Heute Abend findet in Berlin der Bundespresseball statt. Für den aus der Bundespressekonferenz herausgemobbten Boris Reitschuster ein Anlass, die Veranstaltung und ihre Ausrichter ein wenig kritischer zu würdigen als man es dort gerne sieht.
Ebenso wie der öffentlich-rechtliche Rundfunk steht die Bundespressekonferenz (BPK) für eine hervorragende Idee, die mit der Zeit pervertiert wurde und sich ins Gegenteil verkehrte. Die Grundidee hinter der BPK bestand darin, dass nicht die Journalisten zu Gast sind bei den Pressekonferenzen von Politikern, sondern einen eigenen Verein gründen, der dann die Politiker einlädt.

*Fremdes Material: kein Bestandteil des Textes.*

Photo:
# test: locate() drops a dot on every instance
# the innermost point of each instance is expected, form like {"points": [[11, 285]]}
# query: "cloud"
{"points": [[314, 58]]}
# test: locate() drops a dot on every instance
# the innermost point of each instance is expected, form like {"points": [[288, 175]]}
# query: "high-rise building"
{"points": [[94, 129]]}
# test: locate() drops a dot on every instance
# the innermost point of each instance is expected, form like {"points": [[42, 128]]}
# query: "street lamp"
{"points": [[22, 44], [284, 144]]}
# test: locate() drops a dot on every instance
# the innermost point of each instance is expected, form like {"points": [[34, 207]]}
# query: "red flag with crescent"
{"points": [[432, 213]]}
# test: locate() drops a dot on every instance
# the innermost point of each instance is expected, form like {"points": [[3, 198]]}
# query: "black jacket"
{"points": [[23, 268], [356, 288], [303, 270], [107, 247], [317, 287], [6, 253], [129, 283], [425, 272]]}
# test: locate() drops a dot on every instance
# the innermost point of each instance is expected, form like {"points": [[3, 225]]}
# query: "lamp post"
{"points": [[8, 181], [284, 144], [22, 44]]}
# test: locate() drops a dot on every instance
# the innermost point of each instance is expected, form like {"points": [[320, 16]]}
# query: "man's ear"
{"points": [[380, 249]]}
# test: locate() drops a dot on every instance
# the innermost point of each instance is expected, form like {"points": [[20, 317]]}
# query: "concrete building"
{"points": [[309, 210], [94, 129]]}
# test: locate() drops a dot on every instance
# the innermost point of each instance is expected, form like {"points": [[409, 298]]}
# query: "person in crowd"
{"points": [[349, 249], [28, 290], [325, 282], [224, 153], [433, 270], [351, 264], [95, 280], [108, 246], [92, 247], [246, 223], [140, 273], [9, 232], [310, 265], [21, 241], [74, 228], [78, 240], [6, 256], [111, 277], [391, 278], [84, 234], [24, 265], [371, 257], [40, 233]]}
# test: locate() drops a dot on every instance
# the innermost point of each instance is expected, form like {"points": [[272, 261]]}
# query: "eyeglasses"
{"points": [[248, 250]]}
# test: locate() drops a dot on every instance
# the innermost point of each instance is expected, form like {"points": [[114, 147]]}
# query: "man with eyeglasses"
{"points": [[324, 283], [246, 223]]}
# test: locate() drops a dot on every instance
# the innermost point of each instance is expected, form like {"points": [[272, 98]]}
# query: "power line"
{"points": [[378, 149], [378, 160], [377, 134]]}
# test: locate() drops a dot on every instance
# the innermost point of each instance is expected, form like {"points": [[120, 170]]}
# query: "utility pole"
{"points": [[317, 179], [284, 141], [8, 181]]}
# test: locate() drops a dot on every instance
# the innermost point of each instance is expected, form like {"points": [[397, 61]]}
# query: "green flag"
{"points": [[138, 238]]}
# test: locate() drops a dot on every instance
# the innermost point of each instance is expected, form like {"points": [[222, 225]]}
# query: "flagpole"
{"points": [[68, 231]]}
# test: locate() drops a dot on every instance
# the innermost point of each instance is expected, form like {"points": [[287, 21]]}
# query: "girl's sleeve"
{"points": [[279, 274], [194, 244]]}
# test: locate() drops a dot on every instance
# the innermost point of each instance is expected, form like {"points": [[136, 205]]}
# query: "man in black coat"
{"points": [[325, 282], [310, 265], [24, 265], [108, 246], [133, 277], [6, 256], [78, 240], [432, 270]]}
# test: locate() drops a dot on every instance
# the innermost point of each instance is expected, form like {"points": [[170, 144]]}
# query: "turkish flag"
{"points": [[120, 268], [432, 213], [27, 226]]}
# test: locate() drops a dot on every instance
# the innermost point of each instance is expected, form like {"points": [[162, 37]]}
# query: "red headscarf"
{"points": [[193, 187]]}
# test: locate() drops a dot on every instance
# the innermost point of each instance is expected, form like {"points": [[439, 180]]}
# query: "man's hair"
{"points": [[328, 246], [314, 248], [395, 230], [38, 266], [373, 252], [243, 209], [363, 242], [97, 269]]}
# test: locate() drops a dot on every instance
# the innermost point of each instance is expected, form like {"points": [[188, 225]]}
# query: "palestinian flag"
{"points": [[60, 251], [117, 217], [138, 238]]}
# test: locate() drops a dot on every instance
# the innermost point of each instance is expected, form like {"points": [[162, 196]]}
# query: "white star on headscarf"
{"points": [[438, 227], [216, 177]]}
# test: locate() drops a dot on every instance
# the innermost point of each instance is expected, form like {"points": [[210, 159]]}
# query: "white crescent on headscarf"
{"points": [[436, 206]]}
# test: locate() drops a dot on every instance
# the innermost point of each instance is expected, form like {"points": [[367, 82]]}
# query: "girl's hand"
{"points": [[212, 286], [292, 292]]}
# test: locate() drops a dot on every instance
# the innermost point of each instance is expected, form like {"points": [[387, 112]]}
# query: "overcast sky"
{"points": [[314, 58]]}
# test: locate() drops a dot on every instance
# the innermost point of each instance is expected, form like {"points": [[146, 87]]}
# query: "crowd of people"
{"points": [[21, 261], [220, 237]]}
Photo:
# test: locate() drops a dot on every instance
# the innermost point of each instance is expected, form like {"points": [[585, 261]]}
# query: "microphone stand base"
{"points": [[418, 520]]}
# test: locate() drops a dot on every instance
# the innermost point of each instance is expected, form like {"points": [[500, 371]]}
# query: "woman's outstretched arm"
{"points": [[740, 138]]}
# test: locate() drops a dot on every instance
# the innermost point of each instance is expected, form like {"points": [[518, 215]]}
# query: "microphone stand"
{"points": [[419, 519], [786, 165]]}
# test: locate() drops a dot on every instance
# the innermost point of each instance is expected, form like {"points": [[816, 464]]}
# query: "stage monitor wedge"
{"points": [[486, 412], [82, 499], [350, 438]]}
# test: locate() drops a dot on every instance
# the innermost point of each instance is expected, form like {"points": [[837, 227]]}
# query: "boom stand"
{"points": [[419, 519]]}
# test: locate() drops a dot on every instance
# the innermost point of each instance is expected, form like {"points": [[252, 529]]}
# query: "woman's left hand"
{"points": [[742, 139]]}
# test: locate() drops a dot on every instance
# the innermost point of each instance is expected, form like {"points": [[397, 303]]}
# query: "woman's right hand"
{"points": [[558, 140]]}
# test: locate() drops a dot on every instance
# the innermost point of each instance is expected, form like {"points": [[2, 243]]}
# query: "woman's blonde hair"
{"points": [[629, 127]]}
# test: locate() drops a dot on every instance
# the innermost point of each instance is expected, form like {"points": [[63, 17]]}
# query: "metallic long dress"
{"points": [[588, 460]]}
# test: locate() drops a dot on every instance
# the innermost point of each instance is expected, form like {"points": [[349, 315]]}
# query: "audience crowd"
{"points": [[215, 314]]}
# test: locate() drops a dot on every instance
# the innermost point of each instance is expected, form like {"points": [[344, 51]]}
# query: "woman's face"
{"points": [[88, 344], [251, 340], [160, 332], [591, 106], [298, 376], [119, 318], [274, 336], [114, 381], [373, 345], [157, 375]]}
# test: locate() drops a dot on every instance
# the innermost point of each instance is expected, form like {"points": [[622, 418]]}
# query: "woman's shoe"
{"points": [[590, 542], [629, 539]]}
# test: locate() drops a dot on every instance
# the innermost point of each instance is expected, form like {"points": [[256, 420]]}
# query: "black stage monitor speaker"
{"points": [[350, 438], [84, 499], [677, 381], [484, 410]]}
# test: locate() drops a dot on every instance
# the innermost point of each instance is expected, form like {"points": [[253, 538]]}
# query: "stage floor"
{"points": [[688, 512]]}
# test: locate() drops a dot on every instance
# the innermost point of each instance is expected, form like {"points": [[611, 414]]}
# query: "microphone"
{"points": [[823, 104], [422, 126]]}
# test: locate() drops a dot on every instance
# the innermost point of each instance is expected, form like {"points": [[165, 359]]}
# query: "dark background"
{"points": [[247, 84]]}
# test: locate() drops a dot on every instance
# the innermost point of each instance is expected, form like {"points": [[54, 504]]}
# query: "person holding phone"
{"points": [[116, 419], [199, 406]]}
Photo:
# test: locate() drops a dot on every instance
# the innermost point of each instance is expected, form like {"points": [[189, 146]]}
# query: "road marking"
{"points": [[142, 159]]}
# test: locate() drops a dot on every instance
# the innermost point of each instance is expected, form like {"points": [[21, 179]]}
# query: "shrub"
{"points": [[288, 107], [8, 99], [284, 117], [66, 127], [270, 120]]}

Damit die Journalisten selbst das Hausrecht haben und die Politiker nicht „aussortieren“ können, wen sie zu Pressekonferenzen einladen und wen nicht.

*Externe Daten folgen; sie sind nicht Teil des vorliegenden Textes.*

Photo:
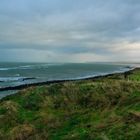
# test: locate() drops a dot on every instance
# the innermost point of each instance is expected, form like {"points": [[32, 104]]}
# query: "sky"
{"points": [[70, 30]]}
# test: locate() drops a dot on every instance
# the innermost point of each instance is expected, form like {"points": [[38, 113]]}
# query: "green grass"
{"points": [[101, 109]]}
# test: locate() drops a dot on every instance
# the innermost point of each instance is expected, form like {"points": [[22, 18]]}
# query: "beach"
{"points": [[93, 108]]}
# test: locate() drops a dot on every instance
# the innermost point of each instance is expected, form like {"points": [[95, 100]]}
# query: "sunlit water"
{"points": [[13, 74]]}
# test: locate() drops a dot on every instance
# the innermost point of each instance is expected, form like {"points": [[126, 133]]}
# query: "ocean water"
{"points": [[13, 74]]}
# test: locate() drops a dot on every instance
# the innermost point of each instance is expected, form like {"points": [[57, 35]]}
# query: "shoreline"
{"points": [[24, 86]]}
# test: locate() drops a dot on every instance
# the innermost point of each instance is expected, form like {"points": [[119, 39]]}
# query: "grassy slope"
{"points": [[101, 109]]}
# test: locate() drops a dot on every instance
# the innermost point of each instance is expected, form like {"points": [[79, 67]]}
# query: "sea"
{"points": [[14, 74]]}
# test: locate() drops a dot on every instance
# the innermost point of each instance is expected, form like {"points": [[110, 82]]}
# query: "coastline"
{"points": [[106, 105], [24, 86]]}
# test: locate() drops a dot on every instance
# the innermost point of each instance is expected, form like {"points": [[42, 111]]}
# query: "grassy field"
{"points": [[100, 109]]}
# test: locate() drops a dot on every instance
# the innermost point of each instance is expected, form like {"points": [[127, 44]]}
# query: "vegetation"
{"points": [[106, 108]]}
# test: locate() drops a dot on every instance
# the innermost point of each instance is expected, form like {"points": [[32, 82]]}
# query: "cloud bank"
{"points": [[70, 30]]}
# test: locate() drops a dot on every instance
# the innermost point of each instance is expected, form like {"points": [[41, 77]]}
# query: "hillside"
{"points": [[105, 108]]}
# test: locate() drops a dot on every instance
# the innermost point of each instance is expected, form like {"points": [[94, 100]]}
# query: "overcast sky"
{"points": [[69, 30]]}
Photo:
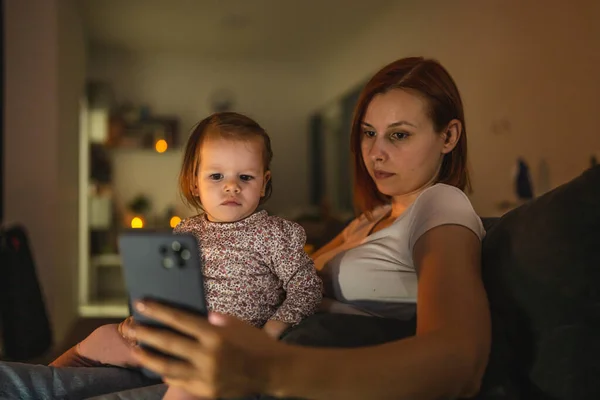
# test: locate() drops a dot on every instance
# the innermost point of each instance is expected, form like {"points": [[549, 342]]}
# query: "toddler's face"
{"points": [[231, 178]]}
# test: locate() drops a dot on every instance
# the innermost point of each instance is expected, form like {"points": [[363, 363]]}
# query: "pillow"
{"points": [[541, 269]]}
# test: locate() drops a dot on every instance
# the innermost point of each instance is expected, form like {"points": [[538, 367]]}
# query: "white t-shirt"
{"points": [[375, 274]]}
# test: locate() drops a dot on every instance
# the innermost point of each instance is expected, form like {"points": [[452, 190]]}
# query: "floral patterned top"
{"points": [[256, 269]]}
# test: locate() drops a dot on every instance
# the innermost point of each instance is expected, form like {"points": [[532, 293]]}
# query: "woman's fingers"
{"points": [[179, 320], [168, 368], [167, 342]]}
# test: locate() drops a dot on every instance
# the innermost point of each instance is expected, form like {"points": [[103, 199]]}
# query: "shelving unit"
{"points": [[103, 139]]}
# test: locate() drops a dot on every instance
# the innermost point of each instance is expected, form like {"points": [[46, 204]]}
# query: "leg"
{"points": [[27, 381]]}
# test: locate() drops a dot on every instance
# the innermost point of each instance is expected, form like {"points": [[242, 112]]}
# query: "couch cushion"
{"points": [[541, 268]]}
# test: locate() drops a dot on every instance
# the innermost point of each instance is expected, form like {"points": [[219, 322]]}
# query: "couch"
{"points": [[541, 270]]}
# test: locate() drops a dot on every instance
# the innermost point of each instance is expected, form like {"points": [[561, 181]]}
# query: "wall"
{"points": [[44, 81], [528, 73], [278, 95]]}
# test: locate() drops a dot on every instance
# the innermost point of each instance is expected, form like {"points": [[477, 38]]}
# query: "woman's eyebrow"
{"points": [[392, 125]]}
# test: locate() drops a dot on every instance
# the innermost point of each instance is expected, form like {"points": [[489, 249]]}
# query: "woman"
{"points": [[415, 248]]}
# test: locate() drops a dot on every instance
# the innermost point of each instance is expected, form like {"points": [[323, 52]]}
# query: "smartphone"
{"points": [[163, 267]]}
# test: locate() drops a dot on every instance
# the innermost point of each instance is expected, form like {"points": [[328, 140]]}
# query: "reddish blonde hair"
{"points": [[226, 125], [429, 79]]}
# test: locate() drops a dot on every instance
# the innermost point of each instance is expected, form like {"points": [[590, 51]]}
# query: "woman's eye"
{"points": [[399, 135], [369, 133]]}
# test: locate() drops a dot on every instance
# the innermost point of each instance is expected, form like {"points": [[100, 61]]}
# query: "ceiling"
{"points": [[235, 29]]}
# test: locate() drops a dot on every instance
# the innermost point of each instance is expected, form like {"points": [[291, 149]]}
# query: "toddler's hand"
{"points": [[107, 346]]}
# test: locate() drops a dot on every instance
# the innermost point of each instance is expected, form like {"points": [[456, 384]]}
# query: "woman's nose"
{"points": [[377, 152]]}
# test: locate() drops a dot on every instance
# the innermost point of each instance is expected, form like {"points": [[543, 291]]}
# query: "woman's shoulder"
{"points": [[443, 204], [443, 196]]}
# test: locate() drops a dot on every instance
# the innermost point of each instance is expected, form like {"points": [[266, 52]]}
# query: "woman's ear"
{"points": [[266, 179], [451, 136]]}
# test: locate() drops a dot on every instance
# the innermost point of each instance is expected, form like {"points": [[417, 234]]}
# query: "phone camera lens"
{"points": [[185, 254], [168, 263]]}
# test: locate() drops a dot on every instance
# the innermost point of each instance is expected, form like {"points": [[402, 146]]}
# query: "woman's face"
{"points": [[400, 148]]}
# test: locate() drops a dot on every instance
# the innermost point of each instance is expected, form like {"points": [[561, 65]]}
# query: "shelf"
{"points": [[105, 260], [112, 307]]}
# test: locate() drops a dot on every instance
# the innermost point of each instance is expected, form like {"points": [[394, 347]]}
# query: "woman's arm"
{"points": [[446, 358]]}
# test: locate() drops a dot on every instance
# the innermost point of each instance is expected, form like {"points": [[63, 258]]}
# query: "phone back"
{"points": [[163, 267]]}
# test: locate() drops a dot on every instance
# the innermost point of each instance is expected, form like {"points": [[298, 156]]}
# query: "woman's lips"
{"points": [[382, 174]]}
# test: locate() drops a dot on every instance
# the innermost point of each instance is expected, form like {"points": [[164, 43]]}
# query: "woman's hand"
{"points": [[222, 357]]}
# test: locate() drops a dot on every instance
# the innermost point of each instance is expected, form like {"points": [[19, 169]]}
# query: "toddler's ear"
{"points": [[266, 179]]}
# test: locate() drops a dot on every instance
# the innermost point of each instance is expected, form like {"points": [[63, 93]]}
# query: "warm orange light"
{"points": [[174, 221], [161, 146], [137, 222]]}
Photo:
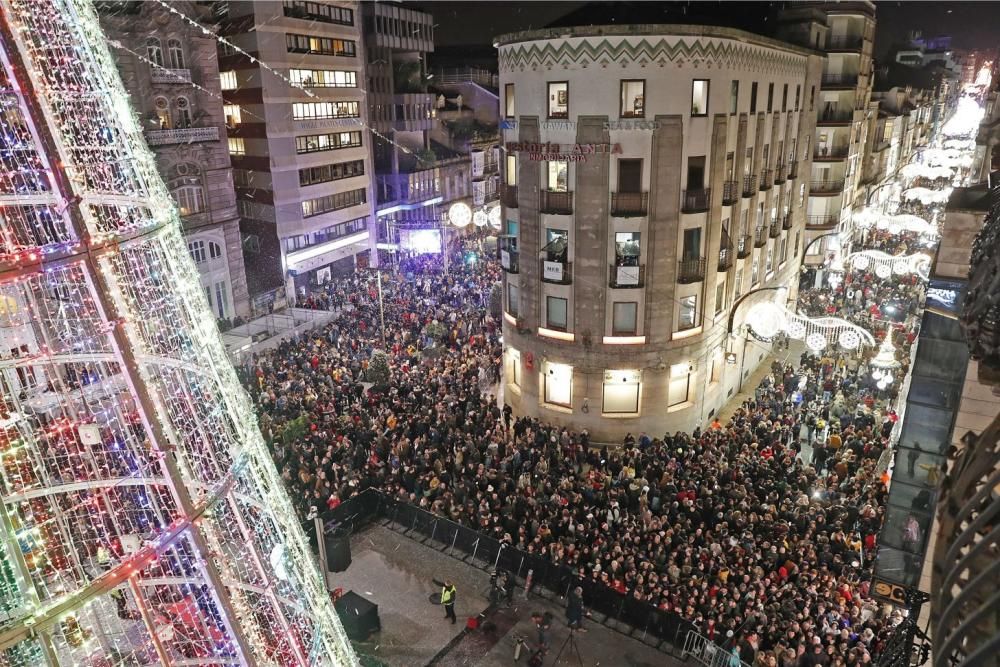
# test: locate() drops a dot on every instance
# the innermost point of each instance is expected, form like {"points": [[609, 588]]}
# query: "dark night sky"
{"points": [[971, 24]]}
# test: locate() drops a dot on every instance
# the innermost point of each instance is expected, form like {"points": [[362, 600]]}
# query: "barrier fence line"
{"points": [[548, 579]]}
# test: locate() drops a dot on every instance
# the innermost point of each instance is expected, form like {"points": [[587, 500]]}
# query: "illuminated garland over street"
{"points": [[143, 519]]}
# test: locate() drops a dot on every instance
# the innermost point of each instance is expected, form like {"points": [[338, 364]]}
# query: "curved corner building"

Herausgekommen ist nach vielen Jahrzehnten genau das Gegenteil: Die BPK übernimmt jetzt für die Politik, quasi im Outsourcing, das Aussortieren kritischer Journalisten. Ich wurde unter einem absurden Vorwand ausgeschlossen, Henryk M. Broder von der Achse, jungen Autoren von Tichy sowie Florian Warweg (früher RT, jetzt Nachdenkseiten) wird der Eintritt verweigert. Zugelassen wird dafür so gut wie jeder von den „etablierten Medien“, der einen Schreibblock halten kann, egal, ob er die Voraussetzungen erfüllt oder nicht (siehe hier und hier).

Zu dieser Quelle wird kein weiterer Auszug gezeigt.